The city had previously earmarked $1.65 million for the chairlift project with expected contributions of $1.5 million from the Steamboat Springs Winter Sports Club. Excess 2A lodging tax funds are expected to be the primary source of city funding. Funding must be secured from the Winter Sports Club to make a down payment and finance site preparation work this year, according to city staff.

Moving electric to the top of the lift, relocating infrastructure and clearing the new lift alignment of trees and brush are all items that should be completed this year, before the lift replacement in 2021, according to city staff. Plans include moving the location of the lift several yards to the west.

The new line alignment for the Barrows Chairlift is marked in red, with its current alignment in yellow.
Courtesy/City of Steamboat Springs

Council members asked for more information about both chairlift manufacturers that submitted bids, namely what projects they’ve completed in the region, to make a more informed decision at a future date.

For the city’s soil work project, the Third Exit area and Eastside ski run on the face of Howelsen Hill were the two major areas identified by staff for remediation, which is to be completed by the end of the summer.

Soil instability has been an ongoing challenge at Howelsen Hill, according to the city. This spring saw several historic areas of soil movement destabilized. A capital improvement project funded through the 2019 capital improvement project process was approved to help preserve Howelsen Hill infrastructure.

Work on the Eastside ski run was initially suggested in an effort to avoid further soil movement into seasonal drainage. In 2005, such an instance resulted in a mud flow that moved down the hill and ended in the Howelsen Tunnel on the Yampa River Core Trail.

“This is the type of thing we’re trying to avoid on the Eastside,” said Brad Setter, Howelsen Ski and Rodeo manager.

But recent analysis of that particular slide area suggested less of a potential for catastrophic failure than once thought, he said. Based upon that assessment and cuts to capital project funding due to COVID-19 impacts, city staff opted to forgo any remediation in the Eastside area. Staff instead recommended the area just be regraded and revegetated. The land’s continued creep would be expected and should be considered an annual maintenance item.

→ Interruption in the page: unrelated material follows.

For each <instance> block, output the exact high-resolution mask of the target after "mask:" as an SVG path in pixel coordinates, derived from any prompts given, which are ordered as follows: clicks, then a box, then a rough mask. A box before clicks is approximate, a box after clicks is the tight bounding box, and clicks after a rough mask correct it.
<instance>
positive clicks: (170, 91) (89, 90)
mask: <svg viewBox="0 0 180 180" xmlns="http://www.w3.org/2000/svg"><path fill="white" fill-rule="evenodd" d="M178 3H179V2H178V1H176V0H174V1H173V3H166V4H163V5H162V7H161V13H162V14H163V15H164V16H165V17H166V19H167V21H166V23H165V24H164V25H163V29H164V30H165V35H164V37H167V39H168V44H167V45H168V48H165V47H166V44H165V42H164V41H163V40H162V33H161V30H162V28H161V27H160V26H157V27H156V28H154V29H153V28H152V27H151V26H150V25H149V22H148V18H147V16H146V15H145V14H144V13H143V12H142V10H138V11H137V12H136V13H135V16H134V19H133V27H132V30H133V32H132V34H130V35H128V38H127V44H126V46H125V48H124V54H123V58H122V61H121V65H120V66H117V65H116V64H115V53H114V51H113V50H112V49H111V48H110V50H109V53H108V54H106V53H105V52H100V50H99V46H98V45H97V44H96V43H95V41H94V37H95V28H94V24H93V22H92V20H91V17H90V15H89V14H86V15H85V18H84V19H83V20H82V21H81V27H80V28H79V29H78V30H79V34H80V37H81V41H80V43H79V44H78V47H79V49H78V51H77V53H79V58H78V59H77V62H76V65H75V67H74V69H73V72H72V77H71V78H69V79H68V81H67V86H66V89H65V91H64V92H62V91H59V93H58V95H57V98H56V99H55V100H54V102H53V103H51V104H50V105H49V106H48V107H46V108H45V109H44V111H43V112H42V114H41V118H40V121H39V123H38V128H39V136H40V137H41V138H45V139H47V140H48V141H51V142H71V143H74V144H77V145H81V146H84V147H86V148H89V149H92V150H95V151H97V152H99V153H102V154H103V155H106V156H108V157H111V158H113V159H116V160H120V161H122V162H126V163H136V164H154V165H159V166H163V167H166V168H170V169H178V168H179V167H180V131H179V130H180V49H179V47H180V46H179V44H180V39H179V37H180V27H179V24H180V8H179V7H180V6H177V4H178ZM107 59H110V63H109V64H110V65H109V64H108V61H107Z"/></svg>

The Third Exit area, however, had even larger soil movement, according to Setter. Its slippage had been occurring for several years. To remedy that area, engineers suggested mechanical slope stabilization by drilling anchors into the mountain and attaching a chain link fence material to compact the land.

Infrastructure, including one of the Poma lift’s towers and a light pole, are in the area if a slide were to occur. Those repairs would be costly, according to Setter.

The soil stabilization project for the Third Exit area will proceed using capital improvement funds combined with unspent funds from other Steamboat Parks and Recreation projects.